"Ich trinke, weil ich Probleme habe, und ich habe Probleme, weil ich trinke" - Vortrag
Kaum Entkommen aus Teufelskreis

"Über den Tellerrand schauen" heißt eine Veranstaltungsreihe des Pfarrgemeinderat Ehenfeld. Und das taten die Teilnehmer auch, als sie sich im Pfarrheim über die Fachambulanz für Suchtprobleme Weiden (Caritas) informieren ließen.

Deren Leiterin Katjenka Wild stellte das Aufgabengebiet dieser Einrichtung vor, in der überwiegend Personen unterstützt werden, die Probleme mit dem Umgang mit Alkohol, Medikamenten und Drogen oder ein problematisches Spielverhalten haben. Aber auch Verwandte oder Freunde einer betroffenen Person können sich hier Rat einholen. Die Beratung ist kostenfrei und auf Wunsch anonym.
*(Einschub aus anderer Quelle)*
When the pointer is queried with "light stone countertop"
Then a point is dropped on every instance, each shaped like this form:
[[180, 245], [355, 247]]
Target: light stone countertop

Insbesondere der Alkohol ist ein weit verbreitetes Phänomen und als Gesellschaftsdroge vor allem in Bayern sehr anerkannt. "Wenn es gemütlich werden soll, gehört die Maß Bier in Bayern irgendwie dazu", sagte Wild. Gegen den vernünftigen Genuss von Alkohol spreche nichts, umso mehr aber gegen dessen Missbrauch. Rund 1,8 Millionen Menschen in Deutschland seien alkoholabhängig. Darunter sei der Hilfsarbeiter genauso wie Richter, Unternehmer, Arzt, Hausfrau oder Lehrer.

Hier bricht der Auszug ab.